I had to agree with his observation and resolved then and there to be more tolerant if anyone ever again came to the door to use our toilet. Many times through the years I have wondered what would happen if I tried doing what the soldier had done. More than once I had been doing errands in Jerusalem and become desperate for a bathroom. It is amazing how many stores do not have any facilities. As I was turned down by shop after shop I would remind myself to judge favorably and remember my father’s store.
That store was located in the small downtown of Wichita, Kansas. To get to the lavatory one needed to go through the dusty backroom, up a rickety flight of stairs, past some storage boxes, and squeeze into the square meter closet that held a rusty toilet and one bare light bulb. Outside the door was a sink that had only cold water. My father deemed it prudent to tell costumers that he did not have a bathroom rather than have them risk injury using his.
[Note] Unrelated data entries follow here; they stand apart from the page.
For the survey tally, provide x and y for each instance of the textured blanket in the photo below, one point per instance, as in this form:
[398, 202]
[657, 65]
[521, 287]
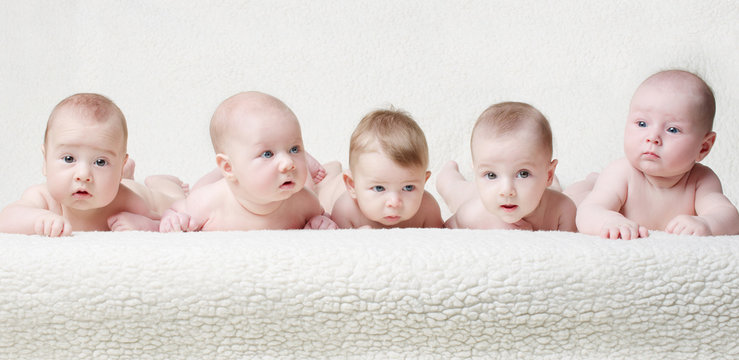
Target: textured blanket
[368, 293]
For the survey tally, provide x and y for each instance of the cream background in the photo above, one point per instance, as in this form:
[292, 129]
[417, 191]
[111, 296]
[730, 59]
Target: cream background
[168, 64]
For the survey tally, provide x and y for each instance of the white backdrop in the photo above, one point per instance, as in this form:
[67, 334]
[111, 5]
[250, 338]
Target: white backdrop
[168, 64]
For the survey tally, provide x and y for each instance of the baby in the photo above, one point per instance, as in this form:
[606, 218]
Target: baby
[85, 162]
[659, 185]
[512, 168]
[384, 187]
[259, 151]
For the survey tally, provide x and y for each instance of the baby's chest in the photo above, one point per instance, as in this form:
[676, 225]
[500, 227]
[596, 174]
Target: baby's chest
[655, 209]
[240, 219]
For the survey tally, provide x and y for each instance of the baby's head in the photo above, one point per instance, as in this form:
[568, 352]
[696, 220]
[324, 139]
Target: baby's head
[388, 161]
[85, 151]
[259, 148]
[512, 159]
[669, 126]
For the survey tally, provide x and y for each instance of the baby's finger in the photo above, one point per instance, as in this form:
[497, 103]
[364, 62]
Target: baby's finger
[643, 232]
[67, 229]
[56, 228]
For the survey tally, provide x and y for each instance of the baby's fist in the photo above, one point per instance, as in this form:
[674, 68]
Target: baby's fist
[52, 225]
[321, 222]
[688, 225]
[173, 221]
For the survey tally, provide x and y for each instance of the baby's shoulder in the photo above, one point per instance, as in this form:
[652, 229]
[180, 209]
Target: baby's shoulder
[306, 201]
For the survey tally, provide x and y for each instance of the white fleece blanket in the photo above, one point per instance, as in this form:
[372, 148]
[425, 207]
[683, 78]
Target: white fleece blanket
[368, 293]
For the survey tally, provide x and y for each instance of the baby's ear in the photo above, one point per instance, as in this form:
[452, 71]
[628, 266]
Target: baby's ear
[349, 183]
[43, 154]
[550, 172]
[224, 163]
[706, 145]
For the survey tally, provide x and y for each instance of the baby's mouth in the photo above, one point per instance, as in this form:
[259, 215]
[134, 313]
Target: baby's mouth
[650, 155]
[81, 194]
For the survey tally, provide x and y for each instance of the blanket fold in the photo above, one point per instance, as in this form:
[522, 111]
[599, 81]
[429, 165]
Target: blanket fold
[368, 293]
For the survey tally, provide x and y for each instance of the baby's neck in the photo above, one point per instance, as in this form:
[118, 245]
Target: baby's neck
[668, 182]
[260, 209]
[86, 220]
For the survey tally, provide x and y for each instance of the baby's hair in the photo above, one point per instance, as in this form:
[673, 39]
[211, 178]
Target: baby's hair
[397, 135]
[506, 117]
[95, 106]
[222, 122]
[698, 84]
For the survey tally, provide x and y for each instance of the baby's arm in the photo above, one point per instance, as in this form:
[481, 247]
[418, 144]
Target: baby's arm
[567, 211]
[191, 213]
[716, 215]
[430, 212]
[317, 218]
[32, 215]
[598, 214]
[346, 212]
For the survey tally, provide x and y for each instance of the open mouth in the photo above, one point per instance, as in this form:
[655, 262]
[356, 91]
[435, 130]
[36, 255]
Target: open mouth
[650, 155]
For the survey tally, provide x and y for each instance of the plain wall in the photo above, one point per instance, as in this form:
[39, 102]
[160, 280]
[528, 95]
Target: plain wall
[168, 64]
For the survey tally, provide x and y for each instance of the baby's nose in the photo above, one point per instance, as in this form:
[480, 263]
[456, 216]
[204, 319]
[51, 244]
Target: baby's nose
[393, 200]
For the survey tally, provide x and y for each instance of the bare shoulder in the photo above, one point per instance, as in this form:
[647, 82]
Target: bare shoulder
[346, 213]
[307, 202]
[430, 211]
[473, 215]
[704, 174]
[559, 212]
[558, 201]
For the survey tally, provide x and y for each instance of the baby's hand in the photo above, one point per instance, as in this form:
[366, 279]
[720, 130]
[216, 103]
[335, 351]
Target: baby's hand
[521, 225]
[127, 221]
[173, 221]
[688, 225]
[321, 222]
[52, 225]
[623, 228]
Through the years the public restroom situation in Israel has greatly improved and I never did try knocking on someone’s door as the soldier had done to mine. Now I know where most of the clean bathrooms are. Last week, though, shortly before I needed to board my bus home to Shilo I went to one of the better facilities near the main bus station. To my disappointment the women’s bathroom was being cleaned and was closed for use. There was a middle-aged man standing by the door and he noticed my distress.
“You can use the men’s bathroom,” he told me.
I just looked at him incredulously. Maybe perverts go into the wrong bathroom but not me.
“Go in,” he insisted. “My wife’s in there and I’m standing guard.”
I still hesitated. I did not want to board the bus without using a bathroom but to go into the men’s bathroom…
Two teenagers approached and he told them the same thing. Less wary than me they entered the men’s bathroom without hesitation. So I followed them. When I came out the man was still there, this time with his wife, waiting to finish his mission of standing guard.
Thanking him I marveled how a perfect stranger was doing such a huge act of kindness. Maybe, though, maybe he wasn’t a perfect stranger. Maybe he was the soldier with the muddy boots, grown up and married, passing on a kindness to others.